Fanfiction and alternative worlds

I’ve written and read fanfiction for 20 years. Fanfiction refers to works about characters or situations written by authors other than the original creator of those characters or stories.

When I started, the term was largely unknown even to those who had an internet connection. Nobody had ever told me it was embarrassing to be a fanfiction writer or reader, but I gathered that fanfiction would never be taken seriously; I could write five hundred thousand words on a slow-burn relationship between Draco Malfoy and Harry Potter, but these would never advance my literary career, because “fic,” as it’s sometimes called, will never earn the same respect as an “original” work of fiction, which requires more world-building and the conceptualization of completely new characters.

Some fic writers became “legit” and went on to become “proper” authors — Cassandra Clare of “The Mortal Instruments” fame comes to mind — but most fic authors don’t look for real-life fame. I’ve spent two decades content to write stories of Discworld and Harry Potter characters or new Sherlock Holmes adventures, posting them, and discussing them.

The satisfaction of creating content based on an existing work isn’t merely escapist. Sure, I would have liked to see Draco Malfoy have a real redemption arc, or Sherlock Holmes having countryside adventures in his retirement. But ours is a generation that has seen heroes fall one after the other: In our adult eyes, the adventures of Harry Potter lack diversity, a problem that can’t be cured by suddenly casting a black woman to play Hermione in a stage adaptation of a story set in the same universe.

Beloved authors, creators and actors have become problematic. My most recent disappointment was Junot Díaz, Pulitzer prize-winning author, who was accused earlier this year of misogyny and sexual harassment. But there are others I’ve loved who later turned out to be racist, antisemitic or sexist.

Think Woody Allen, who created charming, thoughtful films but who may have sexually assaulted a minor. Think Johnny Depp and his former wife’s claims of domestic abuse. Think J. K. Rowling, who recently revealed that a character in the Harry Potter books — the serpent servant of the Dark Lord — was actually a woman all along, to be played by a South Korean actress in the franchise’s next film. It’s a tone-deaf revelation, clueless about how it appears that an Asian woman — the only Asian in the main cast — will become a mindless, subservient pet of a pseudo-white supremacist.

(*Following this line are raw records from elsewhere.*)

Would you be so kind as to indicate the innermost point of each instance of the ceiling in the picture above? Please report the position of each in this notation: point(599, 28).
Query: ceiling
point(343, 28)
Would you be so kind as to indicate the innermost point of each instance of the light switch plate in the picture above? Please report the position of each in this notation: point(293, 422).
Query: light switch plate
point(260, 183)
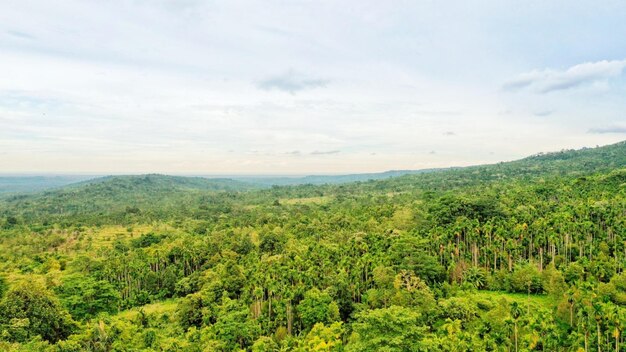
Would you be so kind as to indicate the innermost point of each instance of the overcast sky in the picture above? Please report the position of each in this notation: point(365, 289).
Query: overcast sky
point(304, 87)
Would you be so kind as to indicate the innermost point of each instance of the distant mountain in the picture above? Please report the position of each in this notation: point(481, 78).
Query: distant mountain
point(328, 179)
point(122, 196)
point(26, 184)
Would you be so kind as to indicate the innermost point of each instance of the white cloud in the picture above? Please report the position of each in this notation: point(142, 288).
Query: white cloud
point(549, 80)
point(291, 82)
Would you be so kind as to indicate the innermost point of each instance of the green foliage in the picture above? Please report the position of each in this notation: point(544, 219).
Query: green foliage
point(387, 329)
point(85, 296)
point(399, 264)
point(29, 309)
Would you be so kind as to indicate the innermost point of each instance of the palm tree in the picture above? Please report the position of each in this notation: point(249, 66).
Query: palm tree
point(516, 312)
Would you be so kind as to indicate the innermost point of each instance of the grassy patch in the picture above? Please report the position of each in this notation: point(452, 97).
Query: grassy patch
point(545, 301)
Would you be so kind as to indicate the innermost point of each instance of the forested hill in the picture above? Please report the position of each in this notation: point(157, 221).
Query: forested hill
point(520, 256)
point(114, 198)
point(128, 198)
point(329, 179)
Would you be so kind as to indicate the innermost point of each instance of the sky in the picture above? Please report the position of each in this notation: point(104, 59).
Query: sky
point(304, 87)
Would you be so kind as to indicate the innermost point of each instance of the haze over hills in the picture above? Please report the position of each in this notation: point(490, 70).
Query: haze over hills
point(179, 261)
point(567, 161)
point(159, 194)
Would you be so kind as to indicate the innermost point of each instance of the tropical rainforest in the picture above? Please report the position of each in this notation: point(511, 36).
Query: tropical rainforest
point(526, 255)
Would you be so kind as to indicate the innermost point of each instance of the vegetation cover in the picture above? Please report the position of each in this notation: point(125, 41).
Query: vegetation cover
point(521, 256)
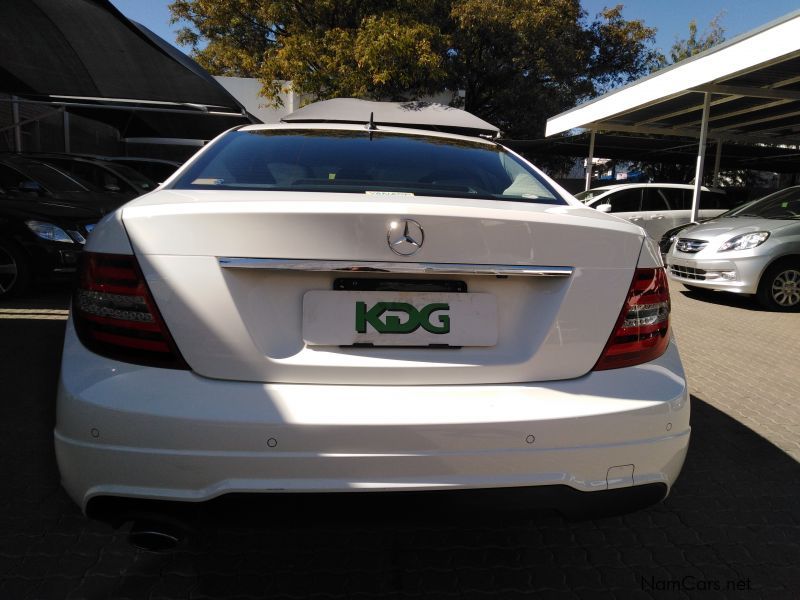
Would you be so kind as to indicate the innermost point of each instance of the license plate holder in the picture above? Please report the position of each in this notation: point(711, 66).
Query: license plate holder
point(399, 318)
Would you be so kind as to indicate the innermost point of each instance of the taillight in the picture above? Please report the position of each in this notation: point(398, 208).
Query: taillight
point(642, 330)
point(115, 316)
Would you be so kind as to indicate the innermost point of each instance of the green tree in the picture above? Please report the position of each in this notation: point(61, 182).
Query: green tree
point(684, 48)
point(681, 49)
point(519, 61)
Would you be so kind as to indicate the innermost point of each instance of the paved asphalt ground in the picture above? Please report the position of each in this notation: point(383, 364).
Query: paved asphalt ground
point(730, 528)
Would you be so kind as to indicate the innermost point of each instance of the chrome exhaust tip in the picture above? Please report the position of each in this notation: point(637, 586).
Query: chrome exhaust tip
point(155, 536)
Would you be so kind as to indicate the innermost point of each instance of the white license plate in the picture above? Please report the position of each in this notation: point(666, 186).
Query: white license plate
point(339, 318)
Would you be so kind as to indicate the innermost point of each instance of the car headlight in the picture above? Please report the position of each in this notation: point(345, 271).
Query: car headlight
point(746, 241)
point(49, 232)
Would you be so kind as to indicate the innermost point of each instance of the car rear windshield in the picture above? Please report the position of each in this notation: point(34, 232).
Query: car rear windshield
point(365, 162)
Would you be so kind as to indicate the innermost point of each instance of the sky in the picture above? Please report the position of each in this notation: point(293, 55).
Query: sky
point(670, 17)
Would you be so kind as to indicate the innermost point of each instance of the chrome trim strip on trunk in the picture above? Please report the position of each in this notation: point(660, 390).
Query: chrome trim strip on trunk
point(413, 268)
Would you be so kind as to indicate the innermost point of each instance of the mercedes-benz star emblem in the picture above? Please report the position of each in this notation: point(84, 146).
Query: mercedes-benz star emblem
point(405, 237)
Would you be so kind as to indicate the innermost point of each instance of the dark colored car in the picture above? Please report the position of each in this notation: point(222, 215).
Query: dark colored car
point(112, 178)
point(155, 169)
point(45, 216)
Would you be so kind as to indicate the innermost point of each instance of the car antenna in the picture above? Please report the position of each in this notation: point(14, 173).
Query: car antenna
point(371, 125)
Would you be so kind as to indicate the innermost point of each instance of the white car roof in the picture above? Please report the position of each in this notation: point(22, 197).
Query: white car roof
point(328, 126)
point(414, 114)
point(682, 186)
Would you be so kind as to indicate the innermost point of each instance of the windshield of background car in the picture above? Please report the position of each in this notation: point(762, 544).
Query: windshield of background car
point(137, 179)
point(587, 195)
point(53, 179)
point(365, 162)
point(784, 204)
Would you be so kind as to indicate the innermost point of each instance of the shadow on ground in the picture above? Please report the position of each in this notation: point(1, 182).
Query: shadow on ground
point(731, 523)
point(725, 299)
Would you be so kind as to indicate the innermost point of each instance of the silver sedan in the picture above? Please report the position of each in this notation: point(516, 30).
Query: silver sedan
point(754, 249)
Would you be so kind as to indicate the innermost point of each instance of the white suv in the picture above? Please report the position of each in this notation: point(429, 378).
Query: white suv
point(359, 307)
point(657, 207)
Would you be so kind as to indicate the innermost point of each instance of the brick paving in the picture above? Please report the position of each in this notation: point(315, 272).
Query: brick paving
point(730, 528)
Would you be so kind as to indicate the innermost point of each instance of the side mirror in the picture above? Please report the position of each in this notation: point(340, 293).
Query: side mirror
point(30, 187)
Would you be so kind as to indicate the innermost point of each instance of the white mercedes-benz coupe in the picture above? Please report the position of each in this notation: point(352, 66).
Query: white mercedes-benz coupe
point(377, 299)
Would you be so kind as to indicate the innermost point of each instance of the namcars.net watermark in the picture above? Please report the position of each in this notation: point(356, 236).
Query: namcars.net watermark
point(690, 583)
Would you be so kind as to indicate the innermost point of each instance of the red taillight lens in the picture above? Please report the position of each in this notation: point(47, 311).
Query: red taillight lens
point(642, 330)
point(115, 316)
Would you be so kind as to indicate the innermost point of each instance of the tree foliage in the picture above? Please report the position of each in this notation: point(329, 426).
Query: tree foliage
point(684, 48)
point(518, 61)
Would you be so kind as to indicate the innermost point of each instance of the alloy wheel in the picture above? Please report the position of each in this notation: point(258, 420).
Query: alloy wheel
point(786, 288)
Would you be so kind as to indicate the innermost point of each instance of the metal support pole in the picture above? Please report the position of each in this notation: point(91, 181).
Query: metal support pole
point(589, 161)
point(701, 156)
point(66, 131)
point(717, 158)
point(17, 128)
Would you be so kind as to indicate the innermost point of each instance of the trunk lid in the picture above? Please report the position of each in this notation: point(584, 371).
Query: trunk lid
point(246, 321)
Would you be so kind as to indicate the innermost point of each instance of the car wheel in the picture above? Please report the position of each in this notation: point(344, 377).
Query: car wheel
point(779, 288)
point(15, 271)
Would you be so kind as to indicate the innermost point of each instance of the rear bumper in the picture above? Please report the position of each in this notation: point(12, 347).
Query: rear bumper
point(125, 431)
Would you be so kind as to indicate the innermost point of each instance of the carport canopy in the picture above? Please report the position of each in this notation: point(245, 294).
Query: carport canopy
point(745, 90)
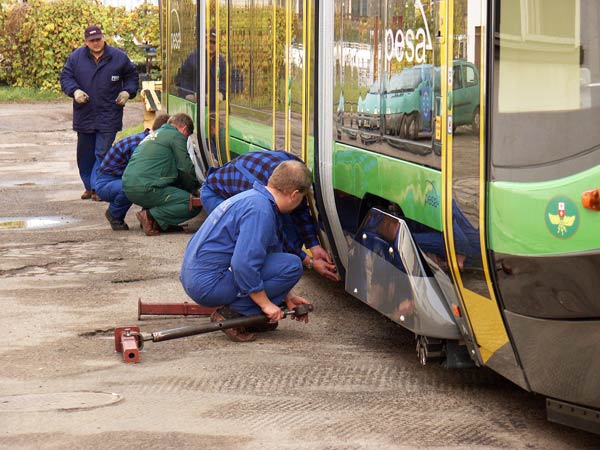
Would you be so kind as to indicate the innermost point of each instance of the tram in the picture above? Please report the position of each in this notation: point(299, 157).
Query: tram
point(455, 148)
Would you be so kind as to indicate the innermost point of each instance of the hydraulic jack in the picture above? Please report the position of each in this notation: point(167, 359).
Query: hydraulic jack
point(172, 309)
point(130, 340)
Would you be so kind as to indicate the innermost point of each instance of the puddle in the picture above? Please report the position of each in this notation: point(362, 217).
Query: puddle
point(33, 223)
point(59, 401)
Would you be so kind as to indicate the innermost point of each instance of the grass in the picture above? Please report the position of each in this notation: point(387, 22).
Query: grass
point(25, 95)
point(28, 95)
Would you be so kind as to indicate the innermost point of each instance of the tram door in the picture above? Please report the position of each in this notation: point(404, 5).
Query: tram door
point(465, 184)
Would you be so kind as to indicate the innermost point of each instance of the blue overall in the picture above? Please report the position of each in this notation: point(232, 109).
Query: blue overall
point(237, 251)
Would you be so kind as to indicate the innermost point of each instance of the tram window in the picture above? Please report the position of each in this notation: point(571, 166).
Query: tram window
point(251, 67)
point(184, 55)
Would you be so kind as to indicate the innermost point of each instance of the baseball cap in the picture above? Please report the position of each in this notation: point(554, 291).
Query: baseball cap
point(93, 32)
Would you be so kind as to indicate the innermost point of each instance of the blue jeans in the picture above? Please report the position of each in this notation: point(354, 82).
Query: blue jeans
point(110, 189)
point(91, 149)
point(280, 273)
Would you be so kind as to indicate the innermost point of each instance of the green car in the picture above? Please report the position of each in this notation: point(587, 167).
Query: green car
point(411, 98)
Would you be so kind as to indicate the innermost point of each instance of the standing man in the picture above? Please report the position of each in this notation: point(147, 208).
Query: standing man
point(299, 227)
point(101, 79)
point(236, 258)
point(160, 177)
point(109, 185)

Our problematic creators make us face the daunting question of how to keep loving a piece of work that is either problematic in itself — in this context a catch-all term to mean racism, sexism, a lack of diversity, or various other –isms — or was created by someone who has been accused of problematic behavior. Anyone who has claimed to have an easy answer is probably oversimplifying the problem.

How to separate a work of fiction from its creator is never easy, a real damned if you do, damned if you don’t situation. To continue to support problematic creatives is to ignore the voices of their victims and, at worst, contribute to the perpetrators’ financial gain. But to refuse to enjoy the work is uncritical, simplistic. The middle ground of loving the work while publicly condemning the creators is the usual, not entirely satisfying, compromise.

My solution to the problem is usually sidestepping the question, or the creation of alternative content, hence: fanfiction. I have no way of convincing J. K. Rowling or her million-dollar enterprise to cast someone in place of Johnny Depp, or to rethink the whole woman-as-snake idea, but I can create universes with representation, where manipulative characters and bullies get their comeuppance, where maligned characters who deserve better are given better.

I can write fiction which is then given constructive criticism, because fanfiction readers aren’t passive consumers but active participants in the creation of the content. So, to those who can’t stand our heroes who have lived long enough to become villains, I say: Come with me, and you’ll be in a world of pure imagination.